Housekeeping has been a very sore spot for a long time now. I was delighted to find The Organised Mum Method and app and I have used it more consistently that just about any other plan I ever came up with. However, after a good burst of starting to get back to it earlier this year, my back was so sore that I did nothing for a couple of months. Looking back through my app history I can see that I actually started on 14 November 2020 and kept going up to 31 March 2021. Then I picked it up again from 24 April to 25 May. That is more than I thought I had done. And on some days I even finished everything on the list. So, the background clutter wasn't really getting touched, but the day-to-day was getting done and no new clutter being added. 

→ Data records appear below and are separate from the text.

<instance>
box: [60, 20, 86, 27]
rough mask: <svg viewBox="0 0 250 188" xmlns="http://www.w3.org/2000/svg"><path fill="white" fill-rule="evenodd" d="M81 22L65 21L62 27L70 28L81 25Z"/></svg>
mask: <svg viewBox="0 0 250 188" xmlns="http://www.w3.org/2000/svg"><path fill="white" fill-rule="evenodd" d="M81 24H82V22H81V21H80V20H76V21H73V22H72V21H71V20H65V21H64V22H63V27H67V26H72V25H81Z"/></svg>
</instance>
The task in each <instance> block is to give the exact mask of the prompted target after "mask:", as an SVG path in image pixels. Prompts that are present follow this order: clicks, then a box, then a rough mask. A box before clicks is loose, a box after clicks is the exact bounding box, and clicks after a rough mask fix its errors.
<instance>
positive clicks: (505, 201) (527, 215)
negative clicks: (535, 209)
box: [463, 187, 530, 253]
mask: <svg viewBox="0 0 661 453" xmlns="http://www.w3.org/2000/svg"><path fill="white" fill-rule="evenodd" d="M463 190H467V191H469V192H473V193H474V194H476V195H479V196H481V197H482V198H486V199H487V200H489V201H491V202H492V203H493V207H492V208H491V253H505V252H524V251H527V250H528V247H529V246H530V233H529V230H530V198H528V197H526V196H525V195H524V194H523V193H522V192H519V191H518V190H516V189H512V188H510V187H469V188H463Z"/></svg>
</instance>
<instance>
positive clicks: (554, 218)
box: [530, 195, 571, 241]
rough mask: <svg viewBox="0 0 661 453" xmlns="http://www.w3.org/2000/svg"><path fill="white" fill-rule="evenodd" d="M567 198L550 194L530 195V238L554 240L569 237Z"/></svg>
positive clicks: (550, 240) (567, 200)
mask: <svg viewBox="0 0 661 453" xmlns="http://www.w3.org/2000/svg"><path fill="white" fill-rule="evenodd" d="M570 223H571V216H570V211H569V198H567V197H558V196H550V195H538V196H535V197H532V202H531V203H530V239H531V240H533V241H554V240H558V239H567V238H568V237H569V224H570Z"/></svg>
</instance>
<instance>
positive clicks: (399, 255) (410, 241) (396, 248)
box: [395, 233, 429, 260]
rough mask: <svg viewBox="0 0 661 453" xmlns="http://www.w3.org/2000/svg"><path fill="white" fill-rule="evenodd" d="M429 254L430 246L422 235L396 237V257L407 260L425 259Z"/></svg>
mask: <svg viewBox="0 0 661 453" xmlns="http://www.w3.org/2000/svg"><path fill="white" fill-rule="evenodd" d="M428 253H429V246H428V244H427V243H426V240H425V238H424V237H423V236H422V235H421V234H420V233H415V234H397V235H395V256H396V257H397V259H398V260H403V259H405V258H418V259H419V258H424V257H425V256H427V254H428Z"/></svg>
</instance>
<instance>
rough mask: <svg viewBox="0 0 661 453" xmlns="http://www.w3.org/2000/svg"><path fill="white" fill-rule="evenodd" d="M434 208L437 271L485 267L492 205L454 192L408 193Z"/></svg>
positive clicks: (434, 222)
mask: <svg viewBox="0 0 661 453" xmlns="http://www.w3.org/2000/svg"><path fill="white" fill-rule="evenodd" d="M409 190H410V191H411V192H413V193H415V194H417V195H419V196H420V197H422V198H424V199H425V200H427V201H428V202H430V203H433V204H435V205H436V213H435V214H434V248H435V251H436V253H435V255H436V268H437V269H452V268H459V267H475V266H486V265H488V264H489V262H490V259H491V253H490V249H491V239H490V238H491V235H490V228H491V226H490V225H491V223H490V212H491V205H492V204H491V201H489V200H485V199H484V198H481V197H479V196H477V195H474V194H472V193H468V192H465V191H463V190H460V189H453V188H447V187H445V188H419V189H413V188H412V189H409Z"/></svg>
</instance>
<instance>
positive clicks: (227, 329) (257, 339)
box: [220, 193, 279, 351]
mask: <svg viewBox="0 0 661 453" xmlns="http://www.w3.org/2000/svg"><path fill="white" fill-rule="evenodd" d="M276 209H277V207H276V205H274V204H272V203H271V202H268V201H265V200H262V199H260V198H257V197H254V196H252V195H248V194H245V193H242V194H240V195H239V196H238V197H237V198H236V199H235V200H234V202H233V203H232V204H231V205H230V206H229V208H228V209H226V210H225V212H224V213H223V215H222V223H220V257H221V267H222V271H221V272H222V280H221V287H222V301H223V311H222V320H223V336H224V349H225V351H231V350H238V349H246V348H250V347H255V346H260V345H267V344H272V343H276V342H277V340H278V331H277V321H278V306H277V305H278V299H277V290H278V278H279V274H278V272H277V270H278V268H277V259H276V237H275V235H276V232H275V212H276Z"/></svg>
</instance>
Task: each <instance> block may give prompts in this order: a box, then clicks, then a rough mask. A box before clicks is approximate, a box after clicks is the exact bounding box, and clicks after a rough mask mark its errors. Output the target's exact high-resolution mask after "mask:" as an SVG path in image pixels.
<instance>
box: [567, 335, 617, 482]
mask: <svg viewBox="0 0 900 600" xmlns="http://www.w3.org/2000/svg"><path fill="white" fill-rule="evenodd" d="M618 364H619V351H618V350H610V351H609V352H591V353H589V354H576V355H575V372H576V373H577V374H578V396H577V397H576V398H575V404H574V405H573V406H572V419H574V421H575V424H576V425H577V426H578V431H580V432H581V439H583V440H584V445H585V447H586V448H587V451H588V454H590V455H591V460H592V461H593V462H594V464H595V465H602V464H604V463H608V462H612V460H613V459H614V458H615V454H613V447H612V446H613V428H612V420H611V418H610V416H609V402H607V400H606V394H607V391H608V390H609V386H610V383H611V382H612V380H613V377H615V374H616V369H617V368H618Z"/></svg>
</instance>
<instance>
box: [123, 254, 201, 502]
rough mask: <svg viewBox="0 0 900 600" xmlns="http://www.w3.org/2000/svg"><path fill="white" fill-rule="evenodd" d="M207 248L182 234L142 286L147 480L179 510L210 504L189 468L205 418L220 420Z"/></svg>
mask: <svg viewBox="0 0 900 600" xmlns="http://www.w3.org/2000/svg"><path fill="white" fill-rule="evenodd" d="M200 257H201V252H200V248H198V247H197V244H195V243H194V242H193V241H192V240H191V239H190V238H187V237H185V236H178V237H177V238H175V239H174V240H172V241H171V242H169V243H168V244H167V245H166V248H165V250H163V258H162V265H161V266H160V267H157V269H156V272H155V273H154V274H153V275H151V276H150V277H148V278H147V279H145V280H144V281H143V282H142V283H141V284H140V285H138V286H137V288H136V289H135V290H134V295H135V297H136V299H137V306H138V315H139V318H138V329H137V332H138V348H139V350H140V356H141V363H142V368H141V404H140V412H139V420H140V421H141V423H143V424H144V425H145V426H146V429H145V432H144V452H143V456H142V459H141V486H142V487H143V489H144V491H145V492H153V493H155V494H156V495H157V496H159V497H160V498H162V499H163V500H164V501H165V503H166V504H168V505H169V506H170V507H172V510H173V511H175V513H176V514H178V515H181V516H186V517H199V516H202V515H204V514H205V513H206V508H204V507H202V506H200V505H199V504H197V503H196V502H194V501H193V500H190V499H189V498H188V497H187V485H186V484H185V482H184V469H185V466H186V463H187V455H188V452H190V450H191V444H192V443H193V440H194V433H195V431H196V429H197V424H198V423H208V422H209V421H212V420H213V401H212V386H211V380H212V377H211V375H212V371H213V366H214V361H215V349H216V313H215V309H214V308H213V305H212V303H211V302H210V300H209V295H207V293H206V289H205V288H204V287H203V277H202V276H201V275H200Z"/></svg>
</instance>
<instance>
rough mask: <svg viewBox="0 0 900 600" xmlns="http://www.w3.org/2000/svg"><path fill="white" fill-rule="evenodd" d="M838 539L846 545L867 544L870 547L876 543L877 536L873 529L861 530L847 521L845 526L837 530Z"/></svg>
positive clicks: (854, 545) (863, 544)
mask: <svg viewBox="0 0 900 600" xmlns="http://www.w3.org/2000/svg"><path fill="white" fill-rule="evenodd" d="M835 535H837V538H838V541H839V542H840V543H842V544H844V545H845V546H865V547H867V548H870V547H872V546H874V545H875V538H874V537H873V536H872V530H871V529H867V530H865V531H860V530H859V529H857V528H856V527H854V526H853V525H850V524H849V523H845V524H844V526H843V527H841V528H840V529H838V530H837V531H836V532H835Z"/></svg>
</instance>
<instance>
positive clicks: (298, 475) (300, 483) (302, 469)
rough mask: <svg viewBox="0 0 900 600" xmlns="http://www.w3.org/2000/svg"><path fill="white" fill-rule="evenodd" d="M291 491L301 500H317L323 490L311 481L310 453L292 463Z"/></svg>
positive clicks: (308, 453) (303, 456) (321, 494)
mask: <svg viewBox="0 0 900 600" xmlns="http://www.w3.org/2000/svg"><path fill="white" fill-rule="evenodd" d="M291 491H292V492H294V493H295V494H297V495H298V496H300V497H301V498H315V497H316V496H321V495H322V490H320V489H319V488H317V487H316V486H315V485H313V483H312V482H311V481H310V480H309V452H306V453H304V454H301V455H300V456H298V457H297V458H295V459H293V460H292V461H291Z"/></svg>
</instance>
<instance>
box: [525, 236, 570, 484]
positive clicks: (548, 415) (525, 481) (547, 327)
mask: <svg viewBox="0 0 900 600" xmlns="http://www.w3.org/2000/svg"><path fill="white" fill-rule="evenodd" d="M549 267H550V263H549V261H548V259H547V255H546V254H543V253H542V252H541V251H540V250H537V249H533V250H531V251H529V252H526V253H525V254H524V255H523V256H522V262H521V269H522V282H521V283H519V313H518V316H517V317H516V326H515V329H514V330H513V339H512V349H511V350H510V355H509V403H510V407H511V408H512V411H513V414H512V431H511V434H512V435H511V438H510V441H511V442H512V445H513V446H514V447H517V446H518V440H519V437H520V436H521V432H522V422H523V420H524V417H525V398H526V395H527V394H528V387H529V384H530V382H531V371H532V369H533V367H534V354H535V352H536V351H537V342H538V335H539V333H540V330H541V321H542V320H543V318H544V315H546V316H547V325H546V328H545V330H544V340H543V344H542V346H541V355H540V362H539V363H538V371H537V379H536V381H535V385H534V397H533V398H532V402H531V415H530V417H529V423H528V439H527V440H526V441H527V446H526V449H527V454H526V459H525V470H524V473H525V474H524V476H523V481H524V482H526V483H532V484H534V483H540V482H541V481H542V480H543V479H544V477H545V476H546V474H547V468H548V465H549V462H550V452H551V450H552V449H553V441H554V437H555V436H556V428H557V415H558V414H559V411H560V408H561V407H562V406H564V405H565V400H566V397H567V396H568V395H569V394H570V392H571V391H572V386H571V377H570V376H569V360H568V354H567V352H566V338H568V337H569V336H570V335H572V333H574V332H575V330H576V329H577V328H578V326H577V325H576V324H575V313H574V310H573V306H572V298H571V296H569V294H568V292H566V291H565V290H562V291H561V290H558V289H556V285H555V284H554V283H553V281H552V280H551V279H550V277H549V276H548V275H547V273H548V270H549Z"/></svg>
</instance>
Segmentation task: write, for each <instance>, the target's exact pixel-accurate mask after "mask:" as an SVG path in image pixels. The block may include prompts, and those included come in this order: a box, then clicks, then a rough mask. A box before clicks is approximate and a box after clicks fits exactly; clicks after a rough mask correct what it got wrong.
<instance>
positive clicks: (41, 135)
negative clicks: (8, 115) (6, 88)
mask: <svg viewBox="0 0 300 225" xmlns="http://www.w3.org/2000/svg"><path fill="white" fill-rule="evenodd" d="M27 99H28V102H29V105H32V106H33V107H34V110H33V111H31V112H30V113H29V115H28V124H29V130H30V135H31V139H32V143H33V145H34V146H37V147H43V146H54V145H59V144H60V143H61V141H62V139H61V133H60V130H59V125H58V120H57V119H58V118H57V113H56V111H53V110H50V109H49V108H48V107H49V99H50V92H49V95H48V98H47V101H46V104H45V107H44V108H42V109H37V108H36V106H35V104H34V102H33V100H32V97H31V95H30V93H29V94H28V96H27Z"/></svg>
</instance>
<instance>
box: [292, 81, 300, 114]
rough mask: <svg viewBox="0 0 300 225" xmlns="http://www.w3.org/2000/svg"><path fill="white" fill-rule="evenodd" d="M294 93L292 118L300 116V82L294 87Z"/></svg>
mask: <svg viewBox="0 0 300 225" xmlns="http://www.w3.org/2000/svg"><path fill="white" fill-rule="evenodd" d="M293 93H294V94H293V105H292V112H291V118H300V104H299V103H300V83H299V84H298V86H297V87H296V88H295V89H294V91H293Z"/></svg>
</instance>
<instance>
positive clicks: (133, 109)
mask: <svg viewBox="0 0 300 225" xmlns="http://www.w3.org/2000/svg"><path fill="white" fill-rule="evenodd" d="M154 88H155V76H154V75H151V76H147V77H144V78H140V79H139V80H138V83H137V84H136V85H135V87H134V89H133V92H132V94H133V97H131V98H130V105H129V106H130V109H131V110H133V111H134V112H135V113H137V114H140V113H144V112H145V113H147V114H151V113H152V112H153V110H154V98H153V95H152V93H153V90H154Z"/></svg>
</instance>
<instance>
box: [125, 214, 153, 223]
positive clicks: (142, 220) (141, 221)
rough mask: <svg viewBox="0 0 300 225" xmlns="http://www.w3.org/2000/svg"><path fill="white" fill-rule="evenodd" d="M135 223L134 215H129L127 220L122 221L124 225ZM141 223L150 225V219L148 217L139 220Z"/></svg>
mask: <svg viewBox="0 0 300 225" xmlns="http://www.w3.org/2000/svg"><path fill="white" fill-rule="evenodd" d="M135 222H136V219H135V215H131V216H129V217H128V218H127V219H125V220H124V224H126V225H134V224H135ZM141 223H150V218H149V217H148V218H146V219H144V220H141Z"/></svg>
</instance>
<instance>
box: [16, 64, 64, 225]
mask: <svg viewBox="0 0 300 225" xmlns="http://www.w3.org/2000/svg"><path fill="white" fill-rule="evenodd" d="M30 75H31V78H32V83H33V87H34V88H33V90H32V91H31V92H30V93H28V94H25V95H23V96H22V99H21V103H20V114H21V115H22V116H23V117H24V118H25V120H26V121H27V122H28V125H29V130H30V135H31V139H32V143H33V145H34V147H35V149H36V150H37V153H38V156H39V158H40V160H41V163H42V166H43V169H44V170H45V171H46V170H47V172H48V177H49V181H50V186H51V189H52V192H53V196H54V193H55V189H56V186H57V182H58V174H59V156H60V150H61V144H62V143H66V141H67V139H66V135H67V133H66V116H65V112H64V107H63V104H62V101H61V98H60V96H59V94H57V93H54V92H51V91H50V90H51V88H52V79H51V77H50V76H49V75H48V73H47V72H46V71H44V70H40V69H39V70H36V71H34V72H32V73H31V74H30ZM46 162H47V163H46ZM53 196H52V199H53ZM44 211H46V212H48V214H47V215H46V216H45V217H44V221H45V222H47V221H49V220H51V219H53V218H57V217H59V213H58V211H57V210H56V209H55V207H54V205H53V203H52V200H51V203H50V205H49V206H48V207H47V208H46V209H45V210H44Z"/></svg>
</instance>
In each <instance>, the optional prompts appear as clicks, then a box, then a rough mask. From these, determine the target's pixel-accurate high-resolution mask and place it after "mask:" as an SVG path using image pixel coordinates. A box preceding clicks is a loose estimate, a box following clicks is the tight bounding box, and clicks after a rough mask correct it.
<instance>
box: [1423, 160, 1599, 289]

Bits and bobs from shelves/window sill etc. in the bedroom
 At any rate, in mid-June I contacted the concierge service offered by work and asked them to find me a cleaning lady to come and do a deep clean. Unfortunately, I kept expecting it to be "any day now" and it ended up taking them a couple of months. Since my back was still pretty bad and I was generally feeling overwhelmed and not able to anything, I've just been letting the dust gather and doing just enough to maintain some basic hygiene in the bathroom and kitchen at least. 

Finally, on Sunday, after having the date moved twice, someone came and spent about four and a half hours cleaning. She was supposed to be there for five but after three hours I was already feeling very uncomfortable having someone I didn't know in MY SPACE, so I chopped a few things off the planned list and she left after four and a half hours. She seemed to think by the time she left that we were great friends, whereas I had landed more on the side of hope-to-never-see-you-again. A kind of strange person, not the best cleaner, but she did manage to deal with an awful lot of dust and I am managing to calm down a bit two days later and just appreciate the fact that she dusted things that I haven't even looked at for months or years.

The space in front of the dresser was full with boxes and bags of stuff - literally up to the drawers and about as far out as that black stool. You can see the marks in the dust!

It also forced me to deal with some of that background clutter. Now, I didn't manage to actually declutter and sort everything, but I did move most of it over to my other apartment/office. I will try to finish painting that this weekend and then start tackling the piles of bags and boxes one at a time. After already renting it for more than a year, it's time I had more than just one lonely table and chair in there! While the cleaner was here on Sunday, I mostly tried tackling my writing desk, which has become yet another incarnation of the Table of Doom


Bits and bobs from sitting room

I did loads of sorting, gathered a big bag of paper to recyle, almost filled six plastic boxes, and it still looks very much like a Table of Doom. So the plan is to first finish painting the office, but also to spend any spare TOMM time working on clearing my writing desk. I'll be most likely reverting to my old scheme of 3 Little Things to get it done. I started with the boxes of stuff that were lying around on shelves or window sills or the tops of cupboards and am making some good progress so far.

When it is all done, I can move the writing desk, and a small set of shelves and drawers over to the office, which will give me loads of space in my sitting room. I'd like to move the table down towards the window but can't quite decide where to move the couch to in order to get that done. We'll see.